Page 46 of Forget Me Not
I take a deep breath, closing my eyes as I try to stay calm, letting Galloway emerge in the back of my mind.
I imagine that large white house with its big band of porch, twin rockers swaying with every hint of a breeze.
Then I see those curled ribbons of vines stretching out in the distance, the long dock reaching out toward the water.
Orange sun spilling over the marsh every morning a camouflage for the poison the place really is.
My eyes shoot open, fingers shaking as I swipe at my phone.
Then I navigate to the compass app, watching as the digital needle points north.
I know the sun rises in the east and I look around now, twisting in a circle as I find my bearings before taking off in the direction of the water.
Flashlight bouncing as I sprint through the woods.
I approach my door, finally, hands shaking so hard I can barely get a grip on the knob until at last, I grasp it, twisting it hard and letting myself in.
I run to the bed first, making my way to the side table and grabbing the diary from where I left it.
Then I flip it open, this time not interested in the remaining pages but instead looking for that picture of Natalie I had stuck in the spine.
I finally find it and pull it out, that shot of her messing around with that grape; then I dig my phone out of my pocket, tapping it on for what I’m sure will be the very last time as I use these final few seconds of charge—and there, right there , is the exact same necklace nestled into the dip of her throat.
A thin gold chain with a verdant peridot the same color as the vines behind her.
I run my fingers across her face, my chest constricting as I think about how she wore this for years until, that summer, she suddenly stopped. I always thought she took it off, that she outgrew it the same way she outgrew me… but now I know that wasn’t the case.
Now I know she lost it that summer, the cheap clasp breaking as she lay in that camper, the chain swallowed up in those dirty old sheets.

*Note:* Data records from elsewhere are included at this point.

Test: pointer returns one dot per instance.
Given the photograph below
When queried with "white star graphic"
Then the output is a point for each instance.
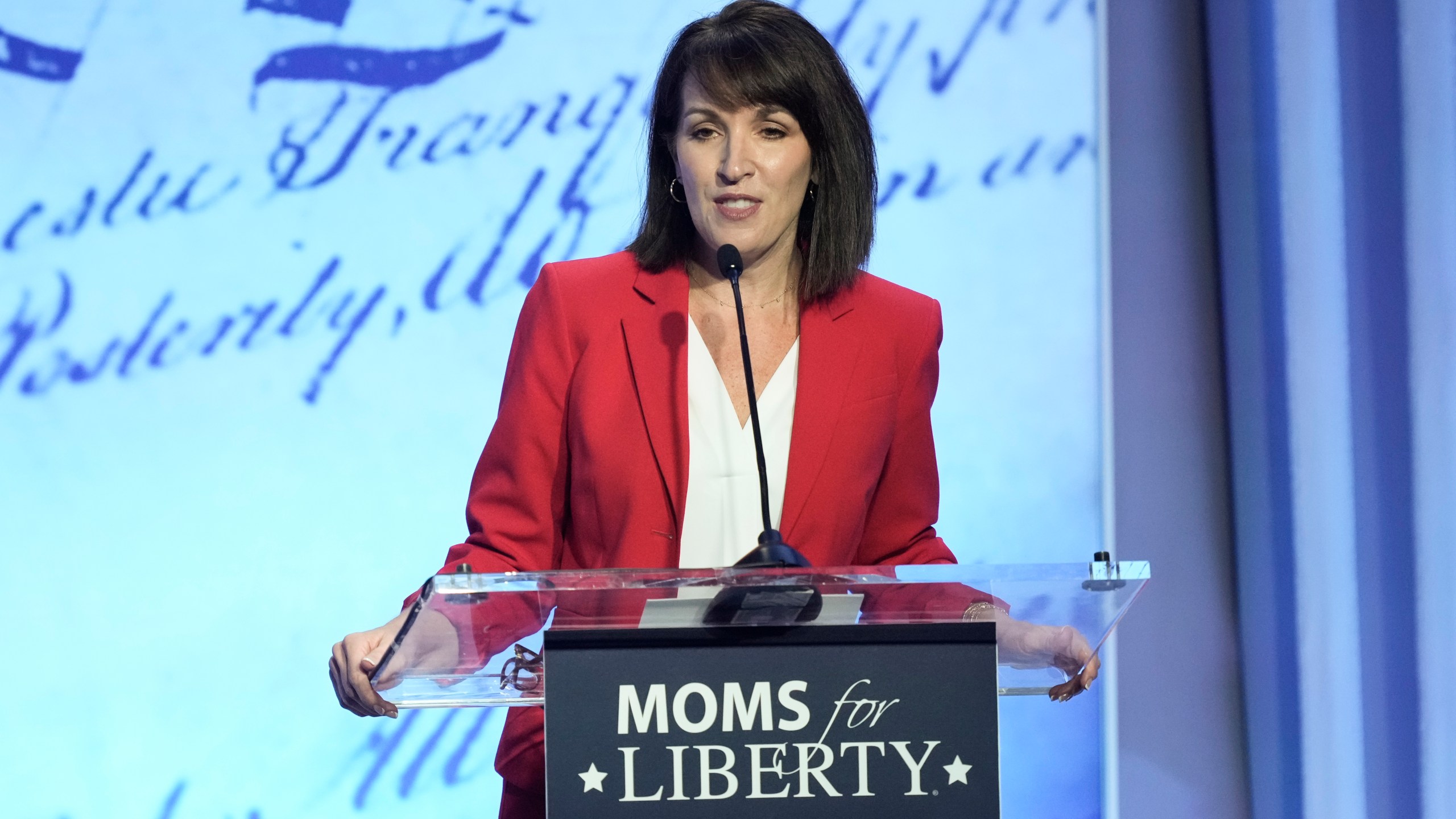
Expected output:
(956, 770)
(592, 779)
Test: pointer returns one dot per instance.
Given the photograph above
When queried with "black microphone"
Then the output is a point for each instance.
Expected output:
(771, 551)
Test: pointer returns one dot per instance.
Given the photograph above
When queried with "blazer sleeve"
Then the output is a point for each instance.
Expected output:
(900, 524)
(518, 507)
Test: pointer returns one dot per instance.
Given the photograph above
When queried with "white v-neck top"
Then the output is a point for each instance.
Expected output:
(723, 516)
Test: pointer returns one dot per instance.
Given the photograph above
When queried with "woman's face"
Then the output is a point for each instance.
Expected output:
(743, 172)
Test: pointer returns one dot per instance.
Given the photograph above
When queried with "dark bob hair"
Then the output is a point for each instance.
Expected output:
(750, 55)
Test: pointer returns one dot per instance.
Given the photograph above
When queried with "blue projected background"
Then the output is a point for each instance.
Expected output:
(259, 266)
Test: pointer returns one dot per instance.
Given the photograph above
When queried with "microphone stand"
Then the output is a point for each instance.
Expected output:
(775, 605)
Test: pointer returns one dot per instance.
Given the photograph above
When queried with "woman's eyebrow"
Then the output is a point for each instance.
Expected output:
(704, 111)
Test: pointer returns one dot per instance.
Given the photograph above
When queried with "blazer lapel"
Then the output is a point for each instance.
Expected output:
(657, 350)
(829, 350)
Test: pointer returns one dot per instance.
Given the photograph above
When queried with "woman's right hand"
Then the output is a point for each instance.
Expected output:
(433, 643)
(354, 660)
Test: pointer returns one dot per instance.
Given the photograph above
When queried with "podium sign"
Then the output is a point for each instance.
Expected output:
(813, 722)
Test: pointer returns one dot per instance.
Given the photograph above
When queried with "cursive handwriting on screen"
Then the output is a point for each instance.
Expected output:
(334, 304)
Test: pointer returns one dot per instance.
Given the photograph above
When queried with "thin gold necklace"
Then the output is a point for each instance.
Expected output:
(704, 291)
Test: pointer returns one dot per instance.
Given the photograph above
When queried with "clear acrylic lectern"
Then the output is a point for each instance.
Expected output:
(475, 640)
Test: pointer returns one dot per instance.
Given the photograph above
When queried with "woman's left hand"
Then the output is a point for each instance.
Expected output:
(1030, 646)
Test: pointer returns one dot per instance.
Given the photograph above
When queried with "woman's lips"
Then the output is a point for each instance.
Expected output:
(737, 208)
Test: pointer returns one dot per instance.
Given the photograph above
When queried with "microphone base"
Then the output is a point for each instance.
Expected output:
(766, 605)
(772, 553)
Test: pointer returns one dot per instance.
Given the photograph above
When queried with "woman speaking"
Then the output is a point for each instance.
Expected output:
(622, 436)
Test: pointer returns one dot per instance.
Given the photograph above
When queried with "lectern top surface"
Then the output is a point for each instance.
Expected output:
(477, 639)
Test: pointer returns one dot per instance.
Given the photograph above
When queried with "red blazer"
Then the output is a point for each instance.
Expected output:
(587, 462)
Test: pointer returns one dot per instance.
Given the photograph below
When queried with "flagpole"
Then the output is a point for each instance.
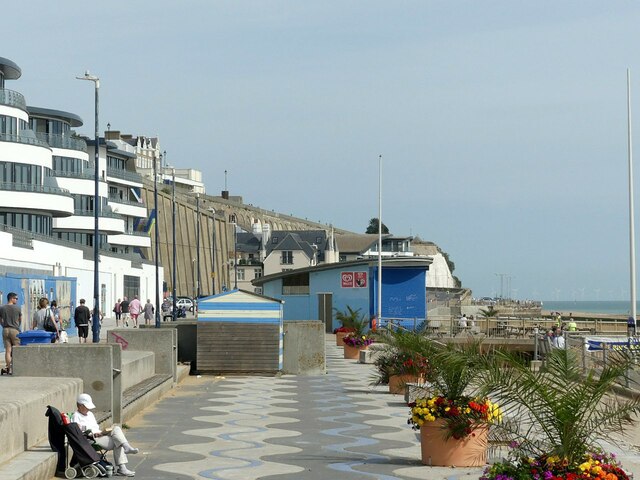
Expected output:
(632, 239)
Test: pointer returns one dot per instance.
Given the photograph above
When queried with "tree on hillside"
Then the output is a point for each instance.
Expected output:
(373, 226)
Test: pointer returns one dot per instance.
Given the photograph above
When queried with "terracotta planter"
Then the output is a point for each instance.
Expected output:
(397, 383)
(470, 451)
(352, 353)
(339, 338)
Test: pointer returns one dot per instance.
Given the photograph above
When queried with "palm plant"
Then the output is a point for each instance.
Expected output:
(351, 320)
(561, 411)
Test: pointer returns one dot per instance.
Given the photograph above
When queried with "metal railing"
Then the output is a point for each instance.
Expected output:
(12, 98)
(28, 140)
(27, 187)
(102, 213)
(125, 201)
(63, 141)
(124, 175)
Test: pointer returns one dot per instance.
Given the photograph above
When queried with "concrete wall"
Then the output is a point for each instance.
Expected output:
(23, 403)
(92, 363)
(304, 347)
(162, 342)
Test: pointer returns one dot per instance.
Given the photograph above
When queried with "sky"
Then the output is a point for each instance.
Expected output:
(502, 124)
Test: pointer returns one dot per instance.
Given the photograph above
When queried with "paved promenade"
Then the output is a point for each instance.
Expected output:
(334, 426)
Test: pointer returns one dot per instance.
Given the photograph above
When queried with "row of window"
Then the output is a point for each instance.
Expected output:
(69, 164)
(11, 172)
(46, 125)
(81, 238)
(25, 221)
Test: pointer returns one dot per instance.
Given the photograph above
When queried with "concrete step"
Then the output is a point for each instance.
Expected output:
(137, 366)
(35, 464)
(23, 403)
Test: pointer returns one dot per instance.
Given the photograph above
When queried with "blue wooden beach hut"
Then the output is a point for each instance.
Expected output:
(239, 331)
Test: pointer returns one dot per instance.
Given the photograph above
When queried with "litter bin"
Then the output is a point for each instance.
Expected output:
(36, 336)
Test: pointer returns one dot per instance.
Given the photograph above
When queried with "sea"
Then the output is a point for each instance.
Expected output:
(610, 307)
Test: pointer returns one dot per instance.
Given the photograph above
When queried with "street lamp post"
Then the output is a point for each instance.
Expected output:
(197, 251)
(155, 206)
(213, 252)
(175, 256)
(95, 326)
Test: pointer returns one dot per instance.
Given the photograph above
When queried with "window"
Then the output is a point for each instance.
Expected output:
(296, 284)
(131, 286)
(287, 257)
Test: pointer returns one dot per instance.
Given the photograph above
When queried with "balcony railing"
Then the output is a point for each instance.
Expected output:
(86, 175)
(27, 187)
(124, 175)
(103, 213)
(125, 201)
(11, 137)
(63, 141)
(12, 99)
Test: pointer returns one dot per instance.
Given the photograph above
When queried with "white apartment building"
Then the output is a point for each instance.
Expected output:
(47, 207)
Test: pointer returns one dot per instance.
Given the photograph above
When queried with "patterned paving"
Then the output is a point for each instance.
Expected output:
(334, 426)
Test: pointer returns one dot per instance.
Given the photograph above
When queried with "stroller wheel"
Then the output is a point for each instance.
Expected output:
(90, 471)
(70, 473)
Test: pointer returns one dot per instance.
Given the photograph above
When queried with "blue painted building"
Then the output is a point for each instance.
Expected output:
(316, 292)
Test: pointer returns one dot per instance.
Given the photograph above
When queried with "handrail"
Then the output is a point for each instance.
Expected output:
(63, 141)
(12, 99)
(12, 137)
(27, 187)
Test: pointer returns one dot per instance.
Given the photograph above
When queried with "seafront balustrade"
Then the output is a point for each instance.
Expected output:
(12, 98)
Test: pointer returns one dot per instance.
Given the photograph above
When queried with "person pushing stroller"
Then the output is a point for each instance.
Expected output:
(109, 440)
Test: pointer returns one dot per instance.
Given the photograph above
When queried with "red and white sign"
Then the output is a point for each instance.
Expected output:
(347, 279)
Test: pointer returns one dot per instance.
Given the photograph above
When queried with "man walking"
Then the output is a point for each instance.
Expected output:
(11, 320)
(124, 307)
(81, 317)
(135, 307)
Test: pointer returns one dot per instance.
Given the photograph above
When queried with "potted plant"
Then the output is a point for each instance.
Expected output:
(401, 360)
(563, 412)
(348, 320)
(453, 418)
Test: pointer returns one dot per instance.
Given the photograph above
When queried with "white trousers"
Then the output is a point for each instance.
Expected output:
(114, 441)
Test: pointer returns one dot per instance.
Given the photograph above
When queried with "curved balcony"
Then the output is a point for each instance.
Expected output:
(27, 140)
(128, 177)
(83, 221)
(12, 99)
(63, 141)
(36, 198)
(127, 207)
(133, 239)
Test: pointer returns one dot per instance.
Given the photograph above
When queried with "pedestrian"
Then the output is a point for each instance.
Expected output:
(81, 318)
(631, 326)
(124, 307)
(135, 307)
(117, 309)
(148, 312)
(113, 439)
(43, 319)
(11, 320)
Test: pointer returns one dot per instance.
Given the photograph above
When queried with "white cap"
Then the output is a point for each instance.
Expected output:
(85, 399)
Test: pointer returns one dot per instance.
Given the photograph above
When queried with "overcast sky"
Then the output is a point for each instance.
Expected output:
(502, 124)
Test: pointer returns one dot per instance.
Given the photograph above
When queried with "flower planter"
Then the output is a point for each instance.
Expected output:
(352, 353)
(397, 383)
(470, 451)
(339, 337)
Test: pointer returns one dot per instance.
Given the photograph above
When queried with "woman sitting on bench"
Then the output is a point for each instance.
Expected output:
(109, 440)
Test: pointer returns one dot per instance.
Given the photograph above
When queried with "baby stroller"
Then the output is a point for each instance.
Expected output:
(86, 461)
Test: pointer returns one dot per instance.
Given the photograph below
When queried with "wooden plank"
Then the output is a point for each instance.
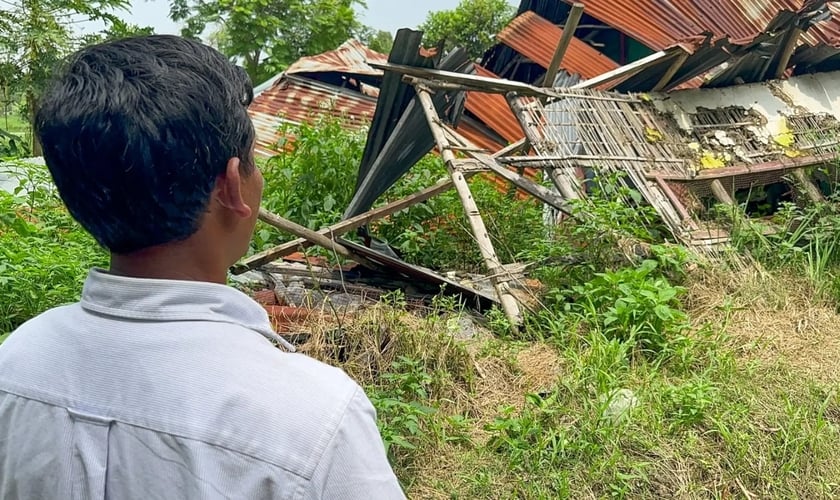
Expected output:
(672, 70)
(786, 164)
(721, 193)
(466, 81)
(807, 186)
(568, 186)
(629, 70)
(569, 29)
(479, 230)
(787, 51)
(342, 227)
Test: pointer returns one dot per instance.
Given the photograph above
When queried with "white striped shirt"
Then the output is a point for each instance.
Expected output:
(159, 389)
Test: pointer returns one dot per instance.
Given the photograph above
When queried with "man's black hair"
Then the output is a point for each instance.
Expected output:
(135, 132)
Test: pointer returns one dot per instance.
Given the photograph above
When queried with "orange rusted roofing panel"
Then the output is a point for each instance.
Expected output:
(660, 24)
(299, 100)
(351, 57)
(493, 110)
(537, 39)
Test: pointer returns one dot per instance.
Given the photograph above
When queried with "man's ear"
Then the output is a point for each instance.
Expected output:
(228, 190)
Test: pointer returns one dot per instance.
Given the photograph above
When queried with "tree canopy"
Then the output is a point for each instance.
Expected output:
(472, 25)
(268, 35)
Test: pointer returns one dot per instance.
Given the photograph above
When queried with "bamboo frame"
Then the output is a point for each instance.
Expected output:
(499, 276)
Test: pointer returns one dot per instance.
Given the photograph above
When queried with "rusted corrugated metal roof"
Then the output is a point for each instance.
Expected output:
(493, 110)
(659, 24)
(537, 39)
(298, 100)
(351, 57)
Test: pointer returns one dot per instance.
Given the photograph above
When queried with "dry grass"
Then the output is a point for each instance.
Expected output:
(772, 318)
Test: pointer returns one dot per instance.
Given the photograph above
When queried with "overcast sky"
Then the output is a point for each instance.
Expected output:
(388, 15)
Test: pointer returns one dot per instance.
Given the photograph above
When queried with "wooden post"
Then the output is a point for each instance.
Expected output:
(567, 185)
(498, 274)
(672, 70)
(787, 51)
(316, 238)
(568, 33)
(807, 186)
(342, 227)
(721, 193)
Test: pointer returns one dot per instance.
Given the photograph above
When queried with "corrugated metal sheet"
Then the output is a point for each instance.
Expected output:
(298, 100)
(537, 39)
(351, 57)
(659, 24)
(493, 110)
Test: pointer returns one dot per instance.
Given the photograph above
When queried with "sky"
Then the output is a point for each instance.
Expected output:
(388, 15)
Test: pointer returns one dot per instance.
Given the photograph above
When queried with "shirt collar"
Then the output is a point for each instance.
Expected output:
(174, 300)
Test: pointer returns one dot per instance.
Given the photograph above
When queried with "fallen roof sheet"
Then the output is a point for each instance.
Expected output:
(660, 24)
(537, 39)
(298, 100)
(351, 57)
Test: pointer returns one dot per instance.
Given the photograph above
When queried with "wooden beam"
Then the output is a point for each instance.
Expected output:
(466, 81)
(787, 51)
(565, 39)
(807, 186)
(511, 148)
(721, 193)
(498, 275)
(786, 164)
(629, 70)
(342, 227)
(672, 70)
(308, 234)
(567, 186)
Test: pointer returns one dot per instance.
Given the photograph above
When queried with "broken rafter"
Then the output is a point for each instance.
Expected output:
(568, 33)
(461, 81)
(629, 70)
(316, 238)
(342, 227)
(791, 40)
(498, 274)
(515, 179)
(672, 70)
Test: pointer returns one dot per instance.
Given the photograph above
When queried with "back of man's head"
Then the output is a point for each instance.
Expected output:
(135, 133)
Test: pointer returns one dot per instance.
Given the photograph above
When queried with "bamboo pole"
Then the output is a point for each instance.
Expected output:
(343, 227)
(568, 33)
(498, 274)
(316, 238)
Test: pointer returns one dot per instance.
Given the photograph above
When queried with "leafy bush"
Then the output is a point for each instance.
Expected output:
(314, 180)
(44, 254)
(632, 305)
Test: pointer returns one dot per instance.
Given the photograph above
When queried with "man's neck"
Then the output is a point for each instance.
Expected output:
(178, 261)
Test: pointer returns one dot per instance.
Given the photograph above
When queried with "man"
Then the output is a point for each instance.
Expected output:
(162, 382)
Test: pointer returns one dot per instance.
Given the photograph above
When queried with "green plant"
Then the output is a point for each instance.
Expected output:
(44, 254)
(632, 305)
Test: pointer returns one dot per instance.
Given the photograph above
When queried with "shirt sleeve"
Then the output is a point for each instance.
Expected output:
(354, 465)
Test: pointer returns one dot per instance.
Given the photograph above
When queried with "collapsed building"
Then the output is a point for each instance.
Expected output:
(692, 102)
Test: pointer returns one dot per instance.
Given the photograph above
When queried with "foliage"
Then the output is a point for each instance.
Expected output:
(377, 40)
(632, 305)
(314, 180)
(44, 254)
(36, 34)
(472, 25)
(268, 35)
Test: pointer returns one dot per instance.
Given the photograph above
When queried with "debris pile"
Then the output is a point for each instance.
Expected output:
(691, 102)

I exhale, a wave of relief coursing through my veins once I realize she didn’t remove it on purpose—but then I think of the alternative, the reason why she might have been in that bed in the first place.
All along, the police thought Jeffrey had been the older boyfriend who Natalie kept secret, but now a new surge of revulsion swells up in my stomach as I think about Marcia and Lily, Katherine and my mother.
All those young girls who Mitchell had groomed, meeting them in their most vulnerable moments.
Girls with domineering parents or distant parents; girls without any parents at all or who were away from their parents for the very first time.
The thought makes me sick, but I know now that I have to consider it.
Mitchell would have been in his forties back in 2002; Natalie left shortly after she turned eighteen.
That’s the same age as the others when they suddenly stumbled into his grip, and while it’s hard for me to imagine a world where my sister would have fallen for someone like him, someone who was over twice her age, there was also so much she kept from me.
I barely even knew her that summer, so defiant and difficult and hard to pin down.
Maybe Mitchell learned about our dad leaving and somehow made her feel special, zeroing in on another lost, lonely girl.
I blink away a tear, focusing on my sister’s smiling face in an attempt to wash down the nausea clawing its way up my throat…
but then I notice something else in the picture—or, rather, some one else.
There are a few other people in this one, the faces of coworkers I never paid attention to.
I had simply blurred them all out, my admiration for Natalie overpowering them all, but now I zero in on a person off to the right, the edge of his profile barely in the shot, though his adolescent face is suddenly so familiar I have no idea how I didn’t see it before.
I drop the picture, turning around before dashing to the desk. Then I grab the knob and open the drawer, looking for the gun I have hidden inside—but as soon as the light lands I see that it’s empty before my flashlight blinks out, my phone dying for good.
I stand still in the dark, my breath clotted in my throat as I realize the door wasn’t locked when I came back in.
I locked it when I left, I know I locked it, and now I remember the day I returned from the vineyard to find that basket of supplies already inside.
There’s another key to this guesthouse, someone else has been able to let themselves in, and I glance down at the desk in the dark, its surface cluttered with all the evidence I’ve found.
“I’m sorry, Claire.”
I close my eyes, the cold tip of the gun pushing into my back as Liam’s soft voice cuts through the night.